REPUBLIKA.CO.ID, JAKARTA -- Mantan Ketua Mahkamah Konstitusi (MK) Mahfud MD mengatakan, harusnya MK tidak lagi mengurusi sengketa pemilukada. Mengadili sengketa pemilukada, menurutnya merupakan hal yang membosankan dan membuat hakim konstitusi tidak kreatif.
"Pada intinya memang MK memang tak seharusnya urusi pemilukada. Itu bagi hakim membosankan dan tidak buat kreatif," kata Mahfud, usai menjadi pembicara utama dalam diskusi kepemiluan di Universitas Pelita Harapan, Tangerang, Senin (7/10).
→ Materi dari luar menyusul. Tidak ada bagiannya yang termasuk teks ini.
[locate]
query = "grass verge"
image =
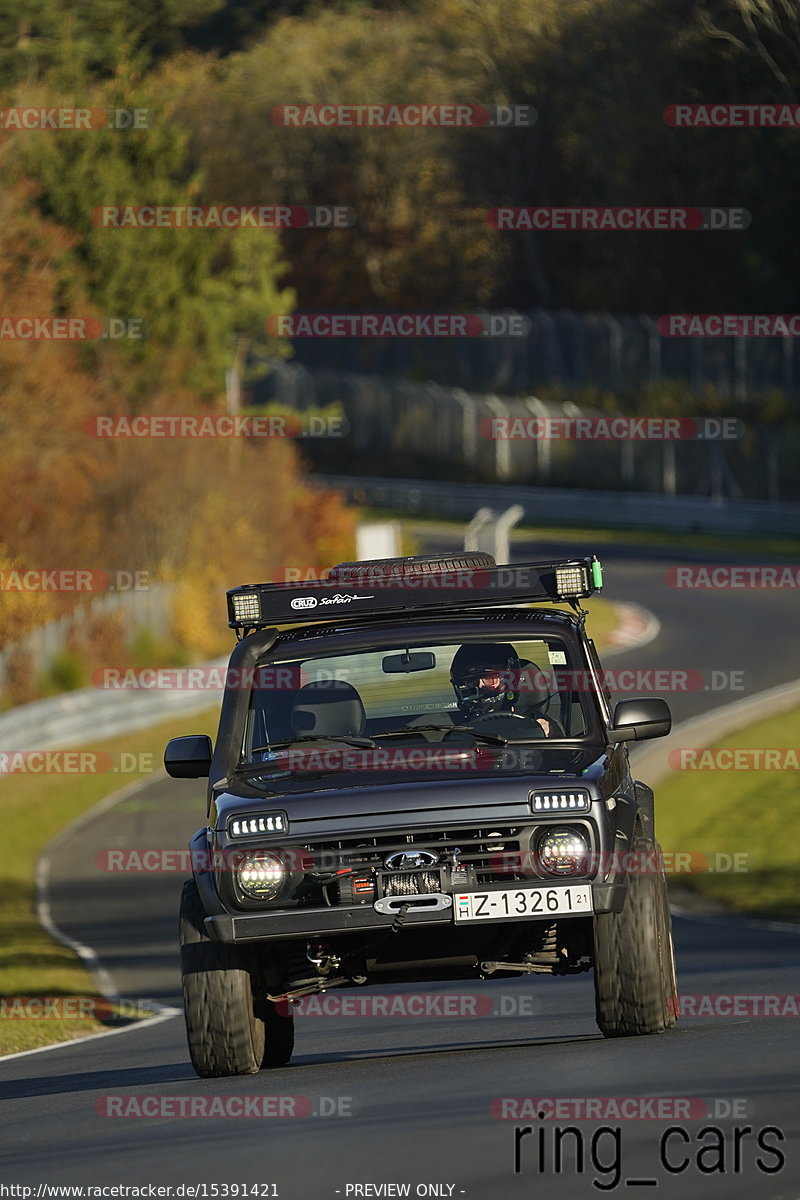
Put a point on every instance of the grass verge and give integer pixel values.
(752, 814)
(35, 809)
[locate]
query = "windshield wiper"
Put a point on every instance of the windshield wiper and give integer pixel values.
(350, 738)
(491, 738)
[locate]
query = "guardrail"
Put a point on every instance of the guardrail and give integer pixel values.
(566, 505)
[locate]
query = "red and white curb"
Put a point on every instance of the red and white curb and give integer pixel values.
(636, 627)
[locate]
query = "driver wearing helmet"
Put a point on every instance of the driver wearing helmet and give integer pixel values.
(486, 681)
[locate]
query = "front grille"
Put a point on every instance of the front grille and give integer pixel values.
(485, 849)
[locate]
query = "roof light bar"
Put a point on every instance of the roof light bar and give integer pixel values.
(349, 593)
(246, 607)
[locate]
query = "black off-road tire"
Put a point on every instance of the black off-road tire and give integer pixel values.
(636, 988)
(227, 1030)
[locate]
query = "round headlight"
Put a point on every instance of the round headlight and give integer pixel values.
(563, 852)
(260, 874)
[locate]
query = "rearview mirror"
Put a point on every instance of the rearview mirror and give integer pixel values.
(188, 757)
(408, 661)
(636, 720)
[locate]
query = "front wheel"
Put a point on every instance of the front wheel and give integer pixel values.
(229, 1033)
(636, 989)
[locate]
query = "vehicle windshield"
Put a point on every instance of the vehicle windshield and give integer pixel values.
(503, 691)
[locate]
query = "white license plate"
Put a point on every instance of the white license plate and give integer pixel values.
(522, 903)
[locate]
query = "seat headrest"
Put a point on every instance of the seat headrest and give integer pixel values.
(328, 708)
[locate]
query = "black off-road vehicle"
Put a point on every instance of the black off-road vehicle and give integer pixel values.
(417, 775)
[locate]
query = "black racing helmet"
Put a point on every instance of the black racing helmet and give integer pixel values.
(486, 678)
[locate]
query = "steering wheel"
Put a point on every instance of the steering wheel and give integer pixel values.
(493, 718)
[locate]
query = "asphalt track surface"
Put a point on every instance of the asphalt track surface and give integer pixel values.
(409, 1098)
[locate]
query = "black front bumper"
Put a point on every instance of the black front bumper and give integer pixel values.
(299, 923)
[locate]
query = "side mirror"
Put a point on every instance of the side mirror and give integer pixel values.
(188, 757)
(636, 720)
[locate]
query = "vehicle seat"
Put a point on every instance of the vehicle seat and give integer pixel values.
(328, 708)
(535, 701)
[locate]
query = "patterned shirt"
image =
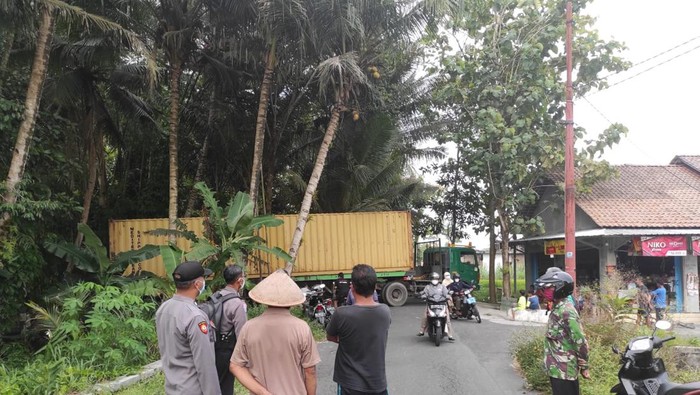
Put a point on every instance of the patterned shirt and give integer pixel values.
(565, 346)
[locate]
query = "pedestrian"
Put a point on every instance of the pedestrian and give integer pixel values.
(350, 300)
(447, 279)
(523, 302)
(185, 339)
(361, 331)
(565, 347)
(276, 352)
(341, 287)
(435, 292)
(659, 295)
(533, 300)
(234, 317)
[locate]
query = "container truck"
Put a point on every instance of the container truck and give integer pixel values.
(332, 243)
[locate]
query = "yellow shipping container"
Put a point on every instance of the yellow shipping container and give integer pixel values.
(332, 243)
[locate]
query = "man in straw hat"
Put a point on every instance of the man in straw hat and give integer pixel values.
(276, 352)
(185, 339)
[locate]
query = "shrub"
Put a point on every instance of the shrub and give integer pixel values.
(95, 333)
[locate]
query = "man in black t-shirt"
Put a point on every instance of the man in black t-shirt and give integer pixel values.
(361, 331)
(341, 287)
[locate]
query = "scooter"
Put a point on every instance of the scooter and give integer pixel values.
(642, 374)
(437, 319)
(316, 307)
(469, 308)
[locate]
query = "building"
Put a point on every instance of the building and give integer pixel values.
(647, 221)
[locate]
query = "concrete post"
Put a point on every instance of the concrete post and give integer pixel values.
(690, 294)
(607, 261)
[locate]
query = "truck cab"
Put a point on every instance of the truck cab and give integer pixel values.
(430, 258)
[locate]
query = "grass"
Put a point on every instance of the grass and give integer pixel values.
(156, 386)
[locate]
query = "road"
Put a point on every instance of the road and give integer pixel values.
(477, 362)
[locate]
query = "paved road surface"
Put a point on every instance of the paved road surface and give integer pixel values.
(478, 362)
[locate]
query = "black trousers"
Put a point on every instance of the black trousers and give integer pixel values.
(226, 378)
(564, 387)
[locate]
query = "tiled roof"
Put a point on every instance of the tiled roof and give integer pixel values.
(646, 197)
(691, 161)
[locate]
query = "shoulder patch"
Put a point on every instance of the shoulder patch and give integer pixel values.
(203, 327)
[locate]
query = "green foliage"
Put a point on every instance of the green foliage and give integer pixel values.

Namun, aturan Undang-Undang yang membuka kemungkinan penyelesaian sengketa di MK membuat masyarakat terlalu mengandalkan mahkamah. Bagi peserta pemilukada, keputusan lembaga penyelenggara pemilu seperti Komisi Pemilihan Umum (KPU) tidak terlalu berarti, sebab masih ada keputusan final di MK yang bisa diperjuangkan.
Akibatnya, celah untuk memanfaatkan ruang tersebut terbuka lebar. Salah satunya dengan mengandalkan suap kepada hakim konstitusi. Buktinya, Ketua MK Akil Mochtar diciduk Komisi Pemberantasan Korupsi (KPK) atas dugaan suap dalam perkara penyelesaian sengketa pemilukada.
"Orang sudah tahu kalah tapi masih berperkara juga. Dari 460 sengketa pemilukada yang ditangani, 368 sudah diputus dan hanya 11 persen yang memenuhi kriteria pelanggaran pemilukada," ungkapnya.